In silico analysis (JASPAR, miRWalk, miRanda and others) failed to identify a KLF2 binding site in the CSE promoter region but did identify a number of microRNA seeding sequences in the 3′ untranslated region (UTR) of CSE. The microRNAs identified included miR-27b, miR-27a, miR-150, miR-513 and miR-510 (Table S2). Of these, miR-27b, was of interest given that it is expressed in endothelial cells and it is regulated by KLF2 [25]. It was possible to confirm a previous report [26] that shear stress elicited a time-dependent increase in miR-27b expression (Fig. S1A), as well as the regulation of miR-27b by KLF2 (Fig. S1B). The lentiviral-mediated overexpression of KLF2, on the other hand increased miR-27b levels (Fig. 1D) and decreased CSE mRNA (Fig. 1D) and protein (Fig. 1E) levels, without affecting either CBS or 3MST (Fig. 1E). The overexpression of precursor (pre)-miR-27b decreased CSE protein levels (Fig. 1F). Moreover, using a CSE 3′UTR construct it was possible to demonstrate that CSE is a bona fide target of miR-27b as its overexpression increased luciferase activity while mutation of the putative miR-27b seeding sequence (Fig. S1C) abolished the effect (Fig. 1G).

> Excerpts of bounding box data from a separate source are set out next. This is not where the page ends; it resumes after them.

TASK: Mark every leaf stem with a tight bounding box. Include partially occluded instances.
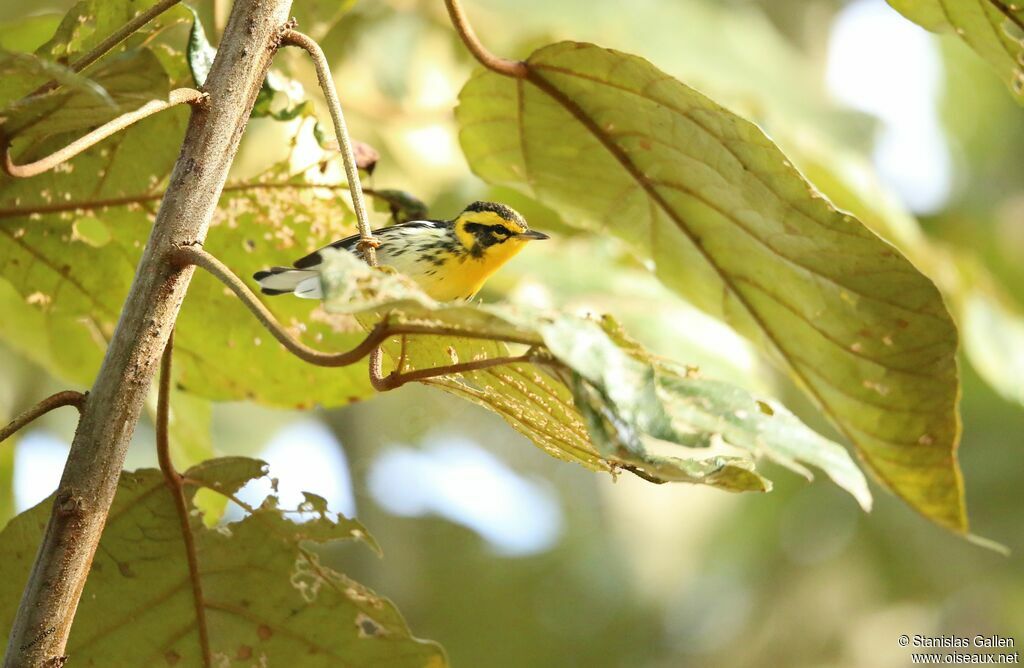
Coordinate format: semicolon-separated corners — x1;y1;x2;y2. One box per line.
157;330;212;668
444;0;529;79
172;246;538;367
281;30;380;266
0;389;88;443
3;0;291;655
28;0;181;97
0;88;206;178
0;181;391;219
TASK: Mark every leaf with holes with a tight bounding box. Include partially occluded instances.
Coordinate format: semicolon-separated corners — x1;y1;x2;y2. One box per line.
0;458;446;668
457;43;967;532
888;0;1024;103
0;49;170;140
324;248;870;499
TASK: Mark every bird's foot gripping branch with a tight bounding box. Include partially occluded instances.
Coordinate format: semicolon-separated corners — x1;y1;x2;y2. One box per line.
0;0;991;666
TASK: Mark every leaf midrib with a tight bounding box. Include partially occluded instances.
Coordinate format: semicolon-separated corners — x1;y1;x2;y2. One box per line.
526;62;967;531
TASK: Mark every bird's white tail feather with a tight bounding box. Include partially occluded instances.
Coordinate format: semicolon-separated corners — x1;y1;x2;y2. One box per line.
253;269;324;299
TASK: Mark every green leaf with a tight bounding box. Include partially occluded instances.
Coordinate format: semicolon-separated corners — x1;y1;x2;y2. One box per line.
962;290;1024;405
0;49;116;110
252;72;309;121
323;249;870;499
888;0;1024;103
0;458;446;668
184;5;217;86
36;0;186;62
0;113;373;407
0;49;170;138
458;43;967;532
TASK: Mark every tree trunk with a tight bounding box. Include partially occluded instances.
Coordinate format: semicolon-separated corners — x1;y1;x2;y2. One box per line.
4;0;291;668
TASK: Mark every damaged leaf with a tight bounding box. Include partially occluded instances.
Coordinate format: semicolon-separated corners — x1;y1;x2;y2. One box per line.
0;458;446;668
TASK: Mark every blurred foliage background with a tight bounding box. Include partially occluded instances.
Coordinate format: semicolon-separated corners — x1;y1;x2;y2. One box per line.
0;0;1024;668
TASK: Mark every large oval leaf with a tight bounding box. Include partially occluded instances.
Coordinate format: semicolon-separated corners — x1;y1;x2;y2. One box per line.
0;457;447;668
458;43;967;531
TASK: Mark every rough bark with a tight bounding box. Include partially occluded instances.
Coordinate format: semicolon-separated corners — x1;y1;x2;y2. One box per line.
4;0;291;668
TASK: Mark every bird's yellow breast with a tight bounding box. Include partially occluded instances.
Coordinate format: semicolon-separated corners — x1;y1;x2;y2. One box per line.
381;234;525;301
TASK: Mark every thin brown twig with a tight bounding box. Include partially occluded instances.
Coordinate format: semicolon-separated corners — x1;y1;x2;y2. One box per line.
29;0;181;97
172;246;539;367
988;0;1024;31
157;330;212;668
0;389;88;443
0;88;206;178
444;0;529;79
282;30;380;266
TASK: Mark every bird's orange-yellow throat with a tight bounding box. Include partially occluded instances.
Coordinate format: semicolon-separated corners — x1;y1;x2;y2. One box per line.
253;202;548;301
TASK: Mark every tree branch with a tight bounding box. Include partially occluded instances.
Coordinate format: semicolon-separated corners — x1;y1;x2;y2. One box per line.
0;389;87;443
157;331;213;668
4;0;291;668
28;0;181;97
282;30;380;266
370;348;551;392
0;88;206;178
444;0;529;79
171;246;538;367
0;181;388;218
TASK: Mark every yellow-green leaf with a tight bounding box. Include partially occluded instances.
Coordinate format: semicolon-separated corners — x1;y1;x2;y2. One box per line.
458;43;967;532
323;253;870;499
888;0;1024;103
0;458;446;668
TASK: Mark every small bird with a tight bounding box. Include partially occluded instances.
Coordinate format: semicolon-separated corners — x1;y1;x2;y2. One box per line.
253;202;549;301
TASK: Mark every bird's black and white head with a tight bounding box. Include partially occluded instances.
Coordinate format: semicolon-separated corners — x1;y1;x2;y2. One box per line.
454;202;548;262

In endothelial cells from murine lungs, shear stress induced an increase in eNOS expression and a decrease in CSE expression (Fig. S2A) that correlated temporally with a decrease in H₂S_n levels (Fig. S2B). Similarly, the down regulation of KLF2 prevented the shear stress induced upregulation of eNOS and the downregulation of CSE (Fig. S2C). The miR-27b sequence is highly conserved between humans and mice (http://www.mirbase.org/), and shear stress also increased the expression of miR-27b in murine cells with a time course that paralleled the increase in eNOS and KLF2 and the decrease in CSE mRNA (Fig. S2D). Moreover, the overexpression of miR-27b decreased CSE expression (Fig. S2E).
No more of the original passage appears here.